Per quanto riguarda l’offerta formativa (non soggetta ad approvazione da parte della CPO) è stato dato parere favorevole all’indirizzo “gestione delle acque ambientali” al Peano/Rosa di Nereto; all’indirizzo socio-sanitario al “Crocetti-Cerulli” di Giulianova; al corso serale di istruzione per adulti (con un accordo con il CPIA centro provinciale per iscruzione adulti) ; all’indirizzo “chimica e biotecnologia” al Moretti di Roseto.
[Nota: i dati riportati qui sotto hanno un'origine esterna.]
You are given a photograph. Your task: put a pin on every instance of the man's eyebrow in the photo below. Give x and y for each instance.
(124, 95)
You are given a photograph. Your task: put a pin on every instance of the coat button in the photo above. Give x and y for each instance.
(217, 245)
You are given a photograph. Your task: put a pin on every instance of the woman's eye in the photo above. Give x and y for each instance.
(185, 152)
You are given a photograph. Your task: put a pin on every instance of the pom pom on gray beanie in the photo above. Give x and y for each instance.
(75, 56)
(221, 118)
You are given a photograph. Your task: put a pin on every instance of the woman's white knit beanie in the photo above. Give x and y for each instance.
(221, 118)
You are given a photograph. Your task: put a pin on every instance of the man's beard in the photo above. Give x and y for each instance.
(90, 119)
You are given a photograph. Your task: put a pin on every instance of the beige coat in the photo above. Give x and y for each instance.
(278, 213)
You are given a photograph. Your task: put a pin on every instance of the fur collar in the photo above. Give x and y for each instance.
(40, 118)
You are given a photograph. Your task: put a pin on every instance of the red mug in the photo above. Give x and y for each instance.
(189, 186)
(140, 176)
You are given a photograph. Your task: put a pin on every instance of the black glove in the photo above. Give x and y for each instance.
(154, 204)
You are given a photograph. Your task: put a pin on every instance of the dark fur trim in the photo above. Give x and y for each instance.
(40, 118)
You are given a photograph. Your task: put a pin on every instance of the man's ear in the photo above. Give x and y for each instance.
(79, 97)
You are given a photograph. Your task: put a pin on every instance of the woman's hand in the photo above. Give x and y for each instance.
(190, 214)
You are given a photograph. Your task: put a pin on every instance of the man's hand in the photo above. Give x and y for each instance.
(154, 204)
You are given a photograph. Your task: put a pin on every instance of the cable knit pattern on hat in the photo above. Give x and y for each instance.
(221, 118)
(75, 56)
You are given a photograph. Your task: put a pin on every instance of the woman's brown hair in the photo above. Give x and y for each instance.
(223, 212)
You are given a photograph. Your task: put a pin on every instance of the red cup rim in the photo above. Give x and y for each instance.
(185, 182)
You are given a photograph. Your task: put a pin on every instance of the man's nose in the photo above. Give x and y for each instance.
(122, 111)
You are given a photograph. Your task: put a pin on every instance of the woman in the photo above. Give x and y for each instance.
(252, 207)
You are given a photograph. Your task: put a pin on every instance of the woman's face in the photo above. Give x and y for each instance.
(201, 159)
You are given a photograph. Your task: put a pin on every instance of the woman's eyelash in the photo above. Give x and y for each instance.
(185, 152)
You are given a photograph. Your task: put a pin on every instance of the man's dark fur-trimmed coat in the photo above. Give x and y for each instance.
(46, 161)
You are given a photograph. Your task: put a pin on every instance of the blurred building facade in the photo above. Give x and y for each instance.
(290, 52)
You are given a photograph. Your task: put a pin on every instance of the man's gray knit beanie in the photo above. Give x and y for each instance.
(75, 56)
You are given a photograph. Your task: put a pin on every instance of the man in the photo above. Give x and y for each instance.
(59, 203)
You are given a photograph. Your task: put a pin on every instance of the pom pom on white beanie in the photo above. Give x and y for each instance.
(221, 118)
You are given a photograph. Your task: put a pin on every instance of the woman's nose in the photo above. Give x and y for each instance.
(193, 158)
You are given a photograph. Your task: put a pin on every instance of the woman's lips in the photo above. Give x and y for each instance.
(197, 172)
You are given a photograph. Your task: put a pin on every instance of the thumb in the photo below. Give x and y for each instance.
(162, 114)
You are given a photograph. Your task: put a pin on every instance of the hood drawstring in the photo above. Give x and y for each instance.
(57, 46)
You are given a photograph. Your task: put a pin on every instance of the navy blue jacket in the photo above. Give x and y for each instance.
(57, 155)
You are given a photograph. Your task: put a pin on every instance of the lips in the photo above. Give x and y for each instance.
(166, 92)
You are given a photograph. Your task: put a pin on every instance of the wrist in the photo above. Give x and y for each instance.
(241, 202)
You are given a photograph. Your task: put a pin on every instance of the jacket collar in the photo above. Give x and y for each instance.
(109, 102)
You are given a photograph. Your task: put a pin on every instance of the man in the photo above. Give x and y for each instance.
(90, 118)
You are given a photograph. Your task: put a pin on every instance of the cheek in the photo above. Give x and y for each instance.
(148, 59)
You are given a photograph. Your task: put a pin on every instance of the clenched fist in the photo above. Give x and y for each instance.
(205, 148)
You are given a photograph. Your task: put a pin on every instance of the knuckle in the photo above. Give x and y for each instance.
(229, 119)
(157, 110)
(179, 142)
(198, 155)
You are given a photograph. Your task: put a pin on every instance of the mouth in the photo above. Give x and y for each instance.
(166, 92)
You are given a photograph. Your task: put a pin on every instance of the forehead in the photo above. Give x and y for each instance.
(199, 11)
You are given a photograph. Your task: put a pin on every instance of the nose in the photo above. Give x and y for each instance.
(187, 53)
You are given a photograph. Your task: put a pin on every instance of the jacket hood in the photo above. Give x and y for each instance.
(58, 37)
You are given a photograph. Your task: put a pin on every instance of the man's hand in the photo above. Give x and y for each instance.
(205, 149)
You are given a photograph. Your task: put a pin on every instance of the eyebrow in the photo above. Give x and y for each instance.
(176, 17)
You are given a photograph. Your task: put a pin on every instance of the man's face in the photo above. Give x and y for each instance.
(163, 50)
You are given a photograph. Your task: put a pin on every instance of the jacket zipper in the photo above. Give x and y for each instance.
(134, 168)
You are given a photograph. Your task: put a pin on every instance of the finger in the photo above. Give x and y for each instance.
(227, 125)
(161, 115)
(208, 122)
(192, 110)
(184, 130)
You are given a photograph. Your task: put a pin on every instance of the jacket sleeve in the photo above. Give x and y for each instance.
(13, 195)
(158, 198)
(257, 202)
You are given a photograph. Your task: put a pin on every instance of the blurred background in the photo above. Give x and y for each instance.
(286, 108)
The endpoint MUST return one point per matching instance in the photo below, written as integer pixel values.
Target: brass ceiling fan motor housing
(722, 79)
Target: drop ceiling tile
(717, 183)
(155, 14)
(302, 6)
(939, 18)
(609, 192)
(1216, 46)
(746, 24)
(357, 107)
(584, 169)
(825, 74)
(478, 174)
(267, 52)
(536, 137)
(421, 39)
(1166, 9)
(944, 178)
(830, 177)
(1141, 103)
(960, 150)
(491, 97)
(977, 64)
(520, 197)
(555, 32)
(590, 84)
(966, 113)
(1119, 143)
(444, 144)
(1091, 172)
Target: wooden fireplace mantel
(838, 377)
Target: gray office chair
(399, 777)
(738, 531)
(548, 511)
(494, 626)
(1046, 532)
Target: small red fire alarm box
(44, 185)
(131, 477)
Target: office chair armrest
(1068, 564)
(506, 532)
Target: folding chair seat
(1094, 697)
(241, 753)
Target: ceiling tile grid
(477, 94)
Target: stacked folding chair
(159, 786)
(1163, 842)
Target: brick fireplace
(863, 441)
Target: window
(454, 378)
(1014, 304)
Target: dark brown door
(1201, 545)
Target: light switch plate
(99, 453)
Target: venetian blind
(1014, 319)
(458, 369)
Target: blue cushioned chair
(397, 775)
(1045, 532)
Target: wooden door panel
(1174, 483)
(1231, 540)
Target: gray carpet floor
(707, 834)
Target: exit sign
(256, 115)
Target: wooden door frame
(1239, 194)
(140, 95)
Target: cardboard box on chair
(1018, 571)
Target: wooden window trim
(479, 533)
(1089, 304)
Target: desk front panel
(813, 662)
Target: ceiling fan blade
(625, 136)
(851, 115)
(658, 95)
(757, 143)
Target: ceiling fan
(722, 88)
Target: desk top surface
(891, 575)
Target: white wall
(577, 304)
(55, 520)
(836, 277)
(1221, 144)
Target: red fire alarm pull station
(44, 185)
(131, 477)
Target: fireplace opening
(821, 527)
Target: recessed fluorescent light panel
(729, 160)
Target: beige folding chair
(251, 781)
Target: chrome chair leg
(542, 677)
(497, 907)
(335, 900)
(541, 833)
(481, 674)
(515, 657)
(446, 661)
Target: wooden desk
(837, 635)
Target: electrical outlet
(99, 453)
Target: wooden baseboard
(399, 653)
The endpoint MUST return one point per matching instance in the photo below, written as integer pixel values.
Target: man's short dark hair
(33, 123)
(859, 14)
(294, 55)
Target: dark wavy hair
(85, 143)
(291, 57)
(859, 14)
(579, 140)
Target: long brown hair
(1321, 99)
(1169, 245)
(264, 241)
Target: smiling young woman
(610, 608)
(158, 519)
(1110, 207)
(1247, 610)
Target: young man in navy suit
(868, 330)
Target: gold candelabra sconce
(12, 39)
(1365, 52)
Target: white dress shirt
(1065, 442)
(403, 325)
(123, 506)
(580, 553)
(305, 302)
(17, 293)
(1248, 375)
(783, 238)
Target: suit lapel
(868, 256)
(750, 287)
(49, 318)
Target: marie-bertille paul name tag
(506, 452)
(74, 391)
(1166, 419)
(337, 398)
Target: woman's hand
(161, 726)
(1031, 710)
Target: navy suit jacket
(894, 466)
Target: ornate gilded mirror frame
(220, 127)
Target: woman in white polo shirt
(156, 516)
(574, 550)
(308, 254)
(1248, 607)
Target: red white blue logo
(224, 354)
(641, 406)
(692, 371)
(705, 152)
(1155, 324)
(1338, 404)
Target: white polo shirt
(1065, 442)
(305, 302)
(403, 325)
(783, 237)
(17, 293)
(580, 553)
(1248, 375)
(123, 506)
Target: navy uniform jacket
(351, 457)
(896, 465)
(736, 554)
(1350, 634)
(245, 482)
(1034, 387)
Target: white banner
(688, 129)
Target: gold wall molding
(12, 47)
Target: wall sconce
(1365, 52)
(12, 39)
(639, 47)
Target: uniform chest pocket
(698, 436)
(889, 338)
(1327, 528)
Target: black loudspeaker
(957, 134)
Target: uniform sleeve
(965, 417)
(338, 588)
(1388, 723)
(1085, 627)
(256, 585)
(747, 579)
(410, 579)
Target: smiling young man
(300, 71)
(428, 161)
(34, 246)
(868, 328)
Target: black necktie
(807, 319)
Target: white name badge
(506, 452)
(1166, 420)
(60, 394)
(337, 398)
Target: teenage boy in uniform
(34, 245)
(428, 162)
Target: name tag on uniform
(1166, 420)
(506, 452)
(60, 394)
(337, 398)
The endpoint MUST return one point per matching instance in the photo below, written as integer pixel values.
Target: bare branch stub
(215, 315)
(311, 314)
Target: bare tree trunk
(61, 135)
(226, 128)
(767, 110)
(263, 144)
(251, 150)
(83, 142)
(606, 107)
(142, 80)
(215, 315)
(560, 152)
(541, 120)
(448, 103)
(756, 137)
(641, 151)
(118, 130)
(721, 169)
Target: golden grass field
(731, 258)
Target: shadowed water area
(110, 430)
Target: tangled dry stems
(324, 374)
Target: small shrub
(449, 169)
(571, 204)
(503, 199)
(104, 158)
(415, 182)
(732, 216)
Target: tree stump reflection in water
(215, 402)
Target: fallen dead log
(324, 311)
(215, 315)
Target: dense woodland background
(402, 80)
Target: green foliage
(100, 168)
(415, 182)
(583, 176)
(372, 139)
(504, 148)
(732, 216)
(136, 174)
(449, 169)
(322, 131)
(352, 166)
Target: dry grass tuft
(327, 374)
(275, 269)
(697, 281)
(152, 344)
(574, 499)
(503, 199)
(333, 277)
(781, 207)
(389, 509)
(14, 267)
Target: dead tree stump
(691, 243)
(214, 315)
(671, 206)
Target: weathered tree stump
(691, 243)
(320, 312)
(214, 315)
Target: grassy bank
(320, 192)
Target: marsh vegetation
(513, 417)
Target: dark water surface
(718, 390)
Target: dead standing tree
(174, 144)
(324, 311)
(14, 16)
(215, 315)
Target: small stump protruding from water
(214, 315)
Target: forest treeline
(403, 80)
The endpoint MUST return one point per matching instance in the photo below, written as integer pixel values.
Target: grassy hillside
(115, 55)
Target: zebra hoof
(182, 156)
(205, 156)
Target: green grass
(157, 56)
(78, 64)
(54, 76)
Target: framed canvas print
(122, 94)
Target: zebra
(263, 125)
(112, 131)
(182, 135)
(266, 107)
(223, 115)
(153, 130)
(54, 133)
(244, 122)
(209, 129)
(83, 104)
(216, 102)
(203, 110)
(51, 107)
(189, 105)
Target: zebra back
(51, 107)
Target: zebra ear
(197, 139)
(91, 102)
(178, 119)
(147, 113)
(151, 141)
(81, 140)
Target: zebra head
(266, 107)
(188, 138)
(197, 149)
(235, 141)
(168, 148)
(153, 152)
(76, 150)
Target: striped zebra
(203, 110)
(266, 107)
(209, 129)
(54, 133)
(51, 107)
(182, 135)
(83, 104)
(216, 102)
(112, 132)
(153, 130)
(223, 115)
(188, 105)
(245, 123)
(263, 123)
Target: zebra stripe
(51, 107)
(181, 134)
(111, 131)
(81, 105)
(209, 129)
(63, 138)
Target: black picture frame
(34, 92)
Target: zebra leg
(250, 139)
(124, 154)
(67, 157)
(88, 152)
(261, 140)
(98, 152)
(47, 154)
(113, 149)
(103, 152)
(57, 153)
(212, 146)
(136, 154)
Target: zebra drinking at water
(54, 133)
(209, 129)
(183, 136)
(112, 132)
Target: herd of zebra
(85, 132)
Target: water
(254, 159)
(vedi tutte le istanze nell’allegato)

“Sono soddisfatto del risultato raggiunto in soli venti giorni grazie anche al forte impegno profuso dagli uffici – ha dichiarato il vicepresidente Severino Serrani che ha seguito il Piano di dimensionamento in questa settimane – fra gli aspetti più significativi sottolineo il risultato per Cellino-Cermignano, paesi alle prese con la ricostruzione e con fenomeni di spopolamento dovuti al sisma; la richiesta di autonomia per il Milli di Teramo;  il corso serale per l’alberghiero che consentirà a tanti lavoratori di conseguire anche il diploma; lo sdoppiamento del polo di Atri che con i suoi 1700 iscritti e una dinamica di crescita costante ha bisogno di una nuova organizzazione.  Sugli indirizzi abbiamo seguito le linee del Ministero e dato parere favorevole a quelle richieste che hanno le gambe per camminare. Con Teramo, certamente il polo scolastico più importante e quello destinatario dei maggiori finanziamenti post sisma, la Provincia saprà aprire una fase di dialogo e confronto che sarà particolarmente stimolante per le sfide e gli obiettivi che comporta”. Adesso la parola passa alla Regione, ente competente all’approvazione definitiva del Piano.

Passaggio di consegne “ma continueremo a collaborare” con Domenico Pavone, il consigliere al quale è stata affidata la delega dell’organizzazione scolastica che ha voluto ringraziare il consigliere delegato uscente, Mirko Rossi“ “per il buon lavoro svolto, abbiamo un’ottima base per continuare a far bene”.  Il consigliere Mirko Rossi è intervenuto sottolineando la necessità per la Provincia – proprio in relazione agli investimenti sulla sicurezza e alle dinamiche sugli iscritti – di un “Piano per la destinazione degli edifici”.